Curious about how others navigate their sobriety journey? Here, money and recovery collide in a surprisingly honest way. Matt Scoletti, a former alcoholic turned ultra-driven health coach, digs into the hidden money beliefs that quietly shape everyday spending – often years after they were formed.
A friend named Matt started with just £50 a month in investments and, through consistency, reached multimillion status – a direct hit to the myth that “it takes a lot of money to be wealthy.” Matt also shares his own scarcity belief, “I’m not sure if I can afford this,” and how he’s challenging it by spending more intentionally on what he genuinely loves, like better-quality travel stays instead of the cheapest option with “a bullet hole in the wall.” The episode builds to a practical exercise: write down one limiting belief about money, list what it has cost so far, and then imagine the damage if it stays in place for the next ten years.

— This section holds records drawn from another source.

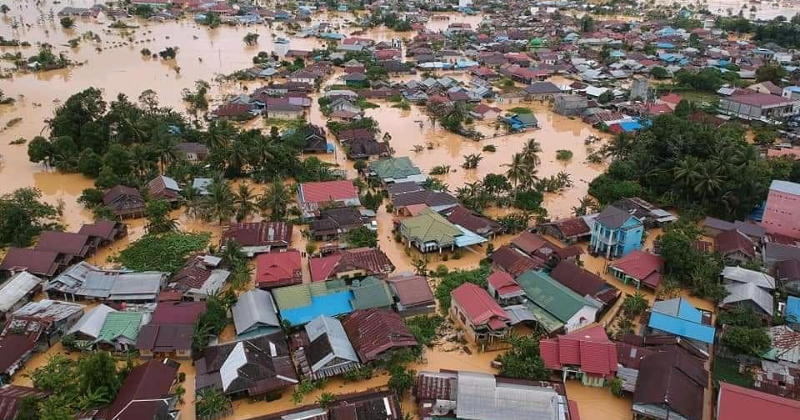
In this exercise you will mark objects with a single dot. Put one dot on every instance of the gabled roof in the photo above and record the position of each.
(583, 282)
(145, 392)
(672, 378)
(737, 403)
(429, 226)
(411, 290)
(254, 307)
(16, 288)
(642, 266)
(327, 191)
(373, 332)
(40, 263)
(743, 275)
(589, 348)
(279, 269)
(259, 365)
(550, 295)
(678, 317)
(613, 217)
(480, 308)
(734, 241)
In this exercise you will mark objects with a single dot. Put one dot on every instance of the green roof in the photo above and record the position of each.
(300, 295)
(550, 295)
(430, 226)
(120, 324)
(394, 168)
(371, 293)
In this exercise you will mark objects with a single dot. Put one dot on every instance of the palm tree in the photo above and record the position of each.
(274, 201)
(220, 133)
(219, 204)
(530, 152)
(193, 202)
(709, 180)
(471, 161)
(244, 201)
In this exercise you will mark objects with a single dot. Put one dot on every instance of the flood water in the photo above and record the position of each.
(118, 67)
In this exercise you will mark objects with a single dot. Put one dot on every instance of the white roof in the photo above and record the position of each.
(229, 370)
(785, 187)
(16, 288)
(481, 397)
(743, 275)
(92, 321)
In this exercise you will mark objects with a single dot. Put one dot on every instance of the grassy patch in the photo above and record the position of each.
(727, 370)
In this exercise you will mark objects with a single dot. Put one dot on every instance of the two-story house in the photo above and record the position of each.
(616, 233)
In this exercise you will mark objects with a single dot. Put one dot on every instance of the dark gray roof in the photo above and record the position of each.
(613, 217)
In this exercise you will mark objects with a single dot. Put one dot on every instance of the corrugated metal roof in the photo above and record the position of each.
(16, 288)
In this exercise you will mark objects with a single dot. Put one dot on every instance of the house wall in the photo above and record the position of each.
(584, 317)
(782, 214)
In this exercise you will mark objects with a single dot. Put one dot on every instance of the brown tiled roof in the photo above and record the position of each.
(66, 243)
(373, 332)
(732, 241)
(513, 262)
(11, 397)
(258, 234)
(411, 290)
(141, 393)
(674, 378)
(581, 281)
(40, 263)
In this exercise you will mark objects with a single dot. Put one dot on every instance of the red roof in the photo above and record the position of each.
(323, 192)
(279, 269)
(503, 283)
(478, 305)
(143, 390)
(589, 348)
(372, 261)
(642, 266)
(177, 313)
(737, 403)
(374, 332)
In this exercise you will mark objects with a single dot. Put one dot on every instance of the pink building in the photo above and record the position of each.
(782, 214)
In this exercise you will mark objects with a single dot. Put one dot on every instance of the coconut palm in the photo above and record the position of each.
(471, 161)
(274, 201)
(709, 180)
(244, 202)
(219, 203)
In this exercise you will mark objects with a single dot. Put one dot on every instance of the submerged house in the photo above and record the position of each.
(483, 320)
(587, 354)
(616, 233)
(329, 352)
(256, 368)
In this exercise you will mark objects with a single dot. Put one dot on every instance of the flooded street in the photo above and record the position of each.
(116, 66)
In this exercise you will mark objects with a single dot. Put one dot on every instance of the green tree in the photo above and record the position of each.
(158, 217)
(522, 361)
(67, 22)
(251, 38)
(274, 202)
(362, 237)
(771, 72)
(23, 215)
(244, 201)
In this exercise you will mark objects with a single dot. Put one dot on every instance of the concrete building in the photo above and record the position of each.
(782, 213)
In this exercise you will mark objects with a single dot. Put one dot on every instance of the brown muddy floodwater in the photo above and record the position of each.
(118, 67)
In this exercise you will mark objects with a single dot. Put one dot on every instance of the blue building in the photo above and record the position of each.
(616, 233)
(679, 318)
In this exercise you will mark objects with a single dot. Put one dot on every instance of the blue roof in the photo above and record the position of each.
(682, 328)
(793, 309)
(468, 238)
(333, 304)
(628, 126)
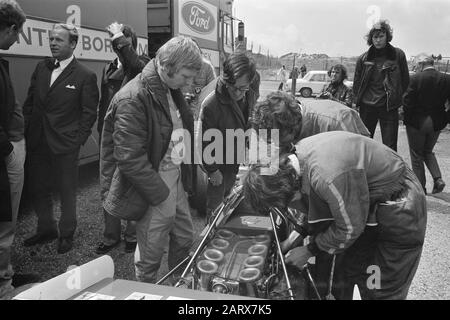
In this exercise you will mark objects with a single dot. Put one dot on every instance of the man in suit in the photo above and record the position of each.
(116, 74)
(60, 110)
(12, 151)
(425, 117)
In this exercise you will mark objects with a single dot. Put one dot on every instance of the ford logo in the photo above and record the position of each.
(197, 17)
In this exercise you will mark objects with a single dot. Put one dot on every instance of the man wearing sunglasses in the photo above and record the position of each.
(228, 107)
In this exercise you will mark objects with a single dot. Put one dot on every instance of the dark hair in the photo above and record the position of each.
(266, 191)
(236, 66)
(288, 121)
(11, 14)
(129, 32)
(339, 67)
(380, 26)
(73, 31)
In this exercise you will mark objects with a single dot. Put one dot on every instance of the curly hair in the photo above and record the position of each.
(129, 32)
(279, 111)
(341, 68)
(381, 26)
(177, 53)
(266, 191)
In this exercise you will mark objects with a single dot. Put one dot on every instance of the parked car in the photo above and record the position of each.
(313, 83)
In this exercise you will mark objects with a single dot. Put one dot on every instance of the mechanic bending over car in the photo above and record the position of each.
(363, 204)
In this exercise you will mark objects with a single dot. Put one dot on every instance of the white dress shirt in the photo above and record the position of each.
(62, 65)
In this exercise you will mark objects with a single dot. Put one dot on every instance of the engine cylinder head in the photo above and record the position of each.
(254, 262)
(220, 244)
(249, 275)
(262, 239)
(207, 269)
(224, 234)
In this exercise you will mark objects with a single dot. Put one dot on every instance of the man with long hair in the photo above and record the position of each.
(362, 203)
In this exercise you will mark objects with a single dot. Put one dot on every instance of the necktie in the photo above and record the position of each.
(55, 73)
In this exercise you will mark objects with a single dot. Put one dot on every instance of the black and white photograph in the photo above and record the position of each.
(251, 151)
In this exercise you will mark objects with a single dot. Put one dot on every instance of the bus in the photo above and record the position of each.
(209, 22)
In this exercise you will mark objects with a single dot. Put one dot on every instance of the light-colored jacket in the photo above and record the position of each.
(347, 179)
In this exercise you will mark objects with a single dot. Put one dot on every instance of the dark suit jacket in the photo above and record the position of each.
(426, 96)
(64, 112)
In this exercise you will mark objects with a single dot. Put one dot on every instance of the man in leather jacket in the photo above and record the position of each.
(381, 78)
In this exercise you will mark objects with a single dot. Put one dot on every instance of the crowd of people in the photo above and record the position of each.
(365, 207)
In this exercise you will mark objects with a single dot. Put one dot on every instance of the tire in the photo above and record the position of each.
(198, 199)
(306, 92)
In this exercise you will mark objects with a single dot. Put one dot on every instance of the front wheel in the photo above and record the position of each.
(306, 92)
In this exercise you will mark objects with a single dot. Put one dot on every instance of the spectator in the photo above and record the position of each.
(337, 90)
(228, 108)
(12, 151)
(425, 117)
(381, 78)
(297, 120)
(141, 156)
(283, 74)
(116, 74)
(60, 110)
(344, 181)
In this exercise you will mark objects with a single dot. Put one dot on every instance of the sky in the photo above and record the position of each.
(338, 27)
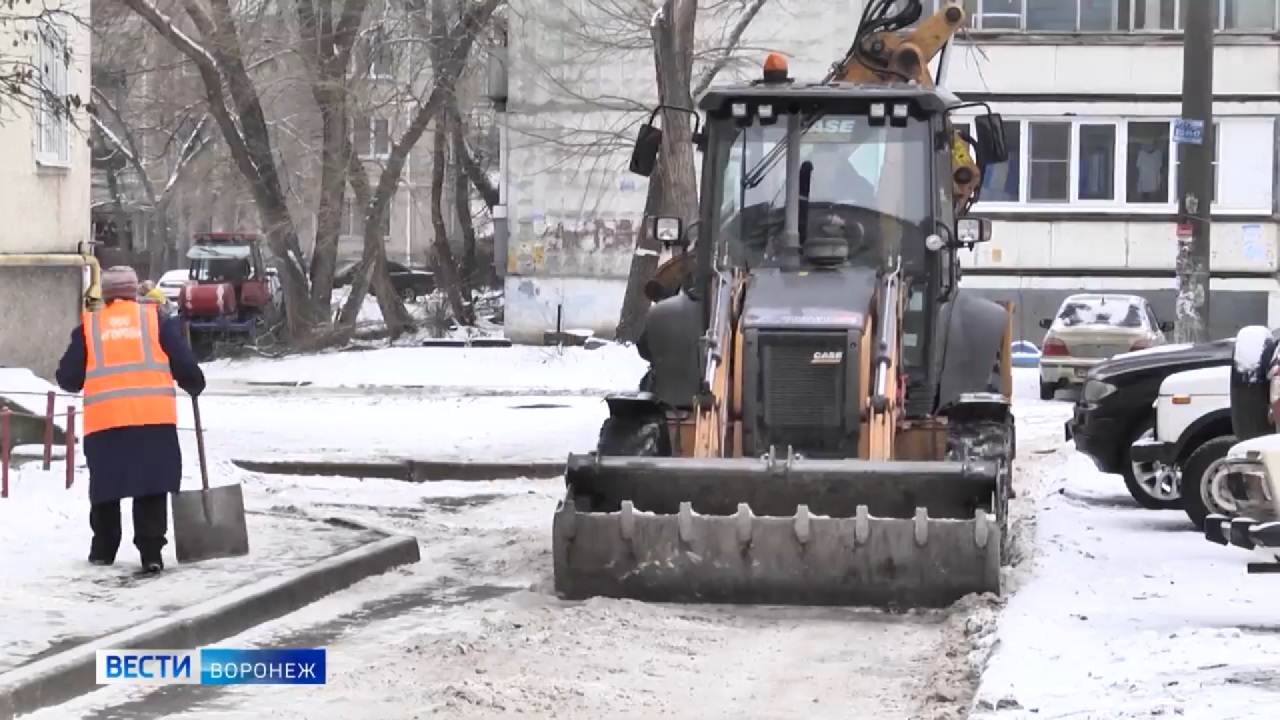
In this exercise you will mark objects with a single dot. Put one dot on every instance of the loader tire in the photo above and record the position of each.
(990, 441)
(634, 436)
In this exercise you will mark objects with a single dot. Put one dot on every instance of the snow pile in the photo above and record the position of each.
(571, 369)
(1130, 614)
(60, 598)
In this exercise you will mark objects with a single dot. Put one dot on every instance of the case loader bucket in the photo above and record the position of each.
(750, 531)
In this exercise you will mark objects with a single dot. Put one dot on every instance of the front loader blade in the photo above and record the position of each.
(810, 532)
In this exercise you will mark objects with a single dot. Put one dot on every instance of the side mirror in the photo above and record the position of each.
(644, 155)
(670, 232)
(990, 140)
(972, 231)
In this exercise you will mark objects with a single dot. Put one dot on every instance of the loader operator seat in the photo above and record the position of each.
(835, 178)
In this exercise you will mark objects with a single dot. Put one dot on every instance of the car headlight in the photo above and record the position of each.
(1248, 481)
(1097, 390)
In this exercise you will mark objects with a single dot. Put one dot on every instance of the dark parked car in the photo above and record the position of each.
(1116, 408)
(410, 283)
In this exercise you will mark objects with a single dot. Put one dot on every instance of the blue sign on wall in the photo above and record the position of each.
(1191, 132)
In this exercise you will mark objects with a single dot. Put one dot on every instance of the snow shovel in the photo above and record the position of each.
(210, 522)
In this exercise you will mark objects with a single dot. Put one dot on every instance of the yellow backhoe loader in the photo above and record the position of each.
(827, 417)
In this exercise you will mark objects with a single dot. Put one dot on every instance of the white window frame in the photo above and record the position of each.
(353, 219)
(371, 151)
(53, 127)
(1119, 204)
(976, 12)
(375, 49)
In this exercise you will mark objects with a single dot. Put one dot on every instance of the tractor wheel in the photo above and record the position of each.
(639, 436)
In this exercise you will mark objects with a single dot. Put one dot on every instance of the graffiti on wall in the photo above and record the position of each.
(594, 247)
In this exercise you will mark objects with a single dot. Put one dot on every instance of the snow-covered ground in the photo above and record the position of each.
(494, 370)
(1118, 613)
(474, 630)
(1132, 614)
(51, 597)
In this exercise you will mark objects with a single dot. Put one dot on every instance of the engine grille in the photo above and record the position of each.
(803, 401)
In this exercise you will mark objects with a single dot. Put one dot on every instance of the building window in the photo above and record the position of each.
(371, 137)
(1004, 182)
(53, 124)
(378, 55)
(1147, 162)
(1111, 16)
(1100, 164)
(1155, 14)
(353, 220)
(1248, 14)
(996, 14)
(1096, 172)
(1050, 162)
(1178, 165)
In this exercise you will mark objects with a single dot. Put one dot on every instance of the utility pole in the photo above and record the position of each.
(1193, 133)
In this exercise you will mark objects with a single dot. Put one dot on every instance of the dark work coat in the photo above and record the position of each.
(142, 459)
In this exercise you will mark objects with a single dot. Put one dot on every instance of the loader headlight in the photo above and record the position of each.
(1097, 390)
(1274, 377)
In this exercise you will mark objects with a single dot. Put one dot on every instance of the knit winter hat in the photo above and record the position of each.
(119, 283)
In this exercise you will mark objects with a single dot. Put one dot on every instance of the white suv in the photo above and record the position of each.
(1188, 446)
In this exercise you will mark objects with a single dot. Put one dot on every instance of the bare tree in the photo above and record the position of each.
(324, 37)
(672, 187)
(451, 42)
(585, 121)
(30, 80)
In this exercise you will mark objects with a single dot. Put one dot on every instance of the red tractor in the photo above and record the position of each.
(231, 296)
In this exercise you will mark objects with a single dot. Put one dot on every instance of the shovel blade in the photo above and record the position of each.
(209, 523)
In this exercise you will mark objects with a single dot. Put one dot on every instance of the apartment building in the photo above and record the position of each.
(1088, 90)
(46, 190)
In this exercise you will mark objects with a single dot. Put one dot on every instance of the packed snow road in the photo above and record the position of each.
(474, 630)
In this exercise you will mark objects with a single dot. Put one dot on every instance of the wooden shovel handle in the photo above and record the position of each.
(200, 443)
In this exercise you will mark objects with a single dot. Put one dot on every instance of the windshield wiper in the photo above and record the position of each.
(764, 167)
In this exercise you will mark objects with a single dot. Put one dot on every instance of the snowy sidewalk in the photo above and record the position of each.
(53, 598)
(519, 369)
(1130, 614)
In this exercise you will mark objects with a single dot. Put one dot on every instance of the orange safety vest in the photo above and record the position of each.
(127, 378)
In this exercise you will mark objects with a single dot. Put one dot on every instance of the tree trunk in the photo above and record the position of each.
(462, 205)
(333, 186)
(446, 267)
(373, 261)
(673, 186)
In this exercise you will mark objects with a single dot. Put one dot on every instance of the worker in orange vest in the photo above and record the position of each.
(126, 359)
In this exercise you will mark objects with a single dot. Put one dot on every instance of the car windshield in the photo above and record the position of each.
(864, 186)
(222, 269)
(1112, 311)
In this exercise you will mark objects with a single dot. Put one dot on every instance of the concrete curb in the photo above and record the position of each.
(69, 674)
(407, 470)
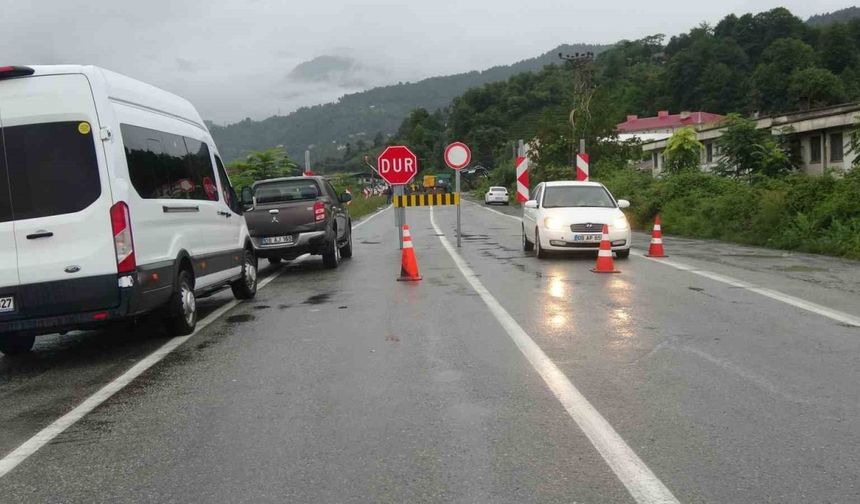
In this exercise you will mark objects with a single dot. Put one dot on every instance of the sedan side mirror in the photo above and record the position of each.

He talks about how childhood experiences, like parents arguing about bills or constantly stressing over finances, can wire in ideas such as “money is bad” or “money always leads to a fight.” Those unexamined beliefs follow people into adulthood, and Matt keeps asking one simple question: what beliefs are running the show for you? Using real stories, he shows how these ideas play out. A former co-worker repeated, “wealthy people are jerks,” then wondered why his finances kept crashing.
He links this to his past drinking, recalling a note he wrote himself: “The best outcome is you’re going to be in jail… the worst one, I will not be here.” That same honest self‑reckoning is what he urges around money. If your spending, saving, or debt keeps repeating the same patterns, could an old belief be steering the wheel?